There is little more demoralizing and disorienting to us moderns than being lost in a perpetual present.
Historical amnesia is the lot of those whose worldview is little more than a hodgepodge of media commentary, especially from television and newspapers. It is indeed a tragedy for the less educated who blend together the infotainment of Opra Winfrey, Bill O’Reilly, and Nancy Grace, as if pop culture is capable of synthesizing something meaningful about the political order around us.

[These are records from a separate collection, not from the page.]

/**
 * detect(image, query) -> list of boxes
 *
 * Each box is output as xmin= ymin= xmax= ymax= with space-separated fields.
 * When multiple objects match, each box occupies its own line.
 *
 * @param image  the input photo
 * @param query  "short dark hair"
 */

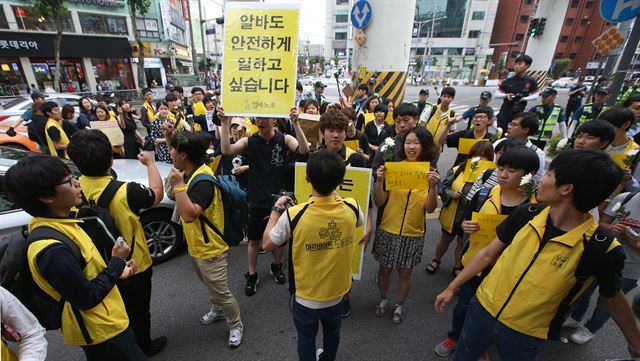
xmin=4 ymin=154 xmax=71 ymax=217
xmin=319 ymin=109 xmax=349 ymax=132
xmin=498 ymin=145 xmax=540 ymax=174
xmin=440 ymin=86 xmax=456 ymax=98
xmin=516 ymin=54 xmax=533 ymax=65
xmin=396 ymin=127 xmax=440 ymax=162
xmin=598 ymin=106 xmax=636 ymax=130
xmin=549 ymin=149 xmax=622 ymax=212
xmin=576 ymin=120 xmax=616 ymax=143
xmin=67 ymin=129 xmax=113 ymax=177
xmin=307 ymin=149 xmax=346 ymax=195
xmin=513 ymin=112 xmax=540 ymax=135
xmin=474 ymin=107 xmax=493 ymax=120
xmin=170 ymin=132 xmax=210 ymax=166
xmin=393 ymin=103 xmax=418 ymax=119
xmin=373 ymin=103 xmax=389 ymax=118
xmin=40 ymin=101 xmax=59 ymax=117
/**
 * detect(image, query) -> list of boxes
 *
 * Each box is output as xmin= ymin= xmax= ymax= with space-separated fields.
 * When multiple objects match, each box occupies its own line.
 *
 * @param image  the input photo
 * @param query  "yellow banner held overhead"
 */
xmin=384 ymin=162 xmax=431 ymax=191
xmin=222 ymin=2 xmax=300 ymax=117
xmin=295 ymin=163 xmax=371 ymax=280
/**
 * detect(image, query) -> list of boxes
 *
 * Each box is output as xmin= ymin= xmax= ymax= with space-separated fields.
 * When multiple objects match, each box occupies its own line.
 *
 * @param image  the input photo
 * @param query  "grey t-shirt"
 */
xmin=604 ymin=193 xmax=640 ymax=280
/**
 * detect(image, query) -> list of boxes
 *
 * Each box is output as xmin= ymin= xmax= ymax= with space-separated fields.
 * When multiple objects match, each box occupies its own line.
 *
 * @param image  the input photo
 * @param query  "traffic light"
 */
xmin=536 ymin=18 xmax=547 ymax=36
xmin=529 ymin=18 xmax=539 ymax=36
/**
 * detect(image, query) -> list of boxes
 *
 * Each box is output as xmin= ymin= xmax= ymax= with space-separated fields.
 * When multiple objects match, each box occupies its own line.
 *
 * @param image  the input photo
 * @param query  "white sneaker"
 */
xmin=229 ymin=323 xmax=244 ymax=348
xmin=569 ymin=327 xmax=595 ymax=345
xmin=200 ymin=311 xmax=225 ymax=325
xmin=562 ymin=316 xmax=584 ymax=328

Imagine yourself waking up with full-blown personal amnesia–you remember nothing from your past, nothing about your family or childhood, nothing at all. This is why historians like Niall Ferguson are so important, because they help us remember our collective past, as in his comments about his new book, Civilization, The West and the Rest:
Economic history is not politically correct. Many on the left therefore struggle with its findings. It is indeed astonishing that, from the beginning of the 16th century until the third quarter of the 20th century, the West (Europe and its settler colonies) did much better than the rest of the world and came to rule over it. But that’s what happened.
By the 1970s the average American was roughly 20 times richer than the average Chinese. The average Briton was at least 12 times richer than the average Indian. In the first half of the 20th century, westerners had life expectancy nearly twice that of non-westerners. Europeans and North Americans even grew taller than Asians.
Moreover, a dozen western empires were able literally to rule most of the world. At their zenith, these empires encompassed three fifths of the earth’s land surface and population and controlled three quarters of economic output. Fewer than 1,000 British civil servants governed the entire Indian subcontinent.
Explaining why this extraordinary divergence came about is the principal task I set myself in writing Civilization: The West and the Rest. The book argues that we cannot do so in terms of geography, the weather, culture — and least of all in terms of race. I write: ‘The idea that the success of the United States was contingent on racial segregation was nonsense.’ I call racism a ‘pseudo-science that ranks alongside the ideology of communism as the most lethal of all Western civilization’s exports’.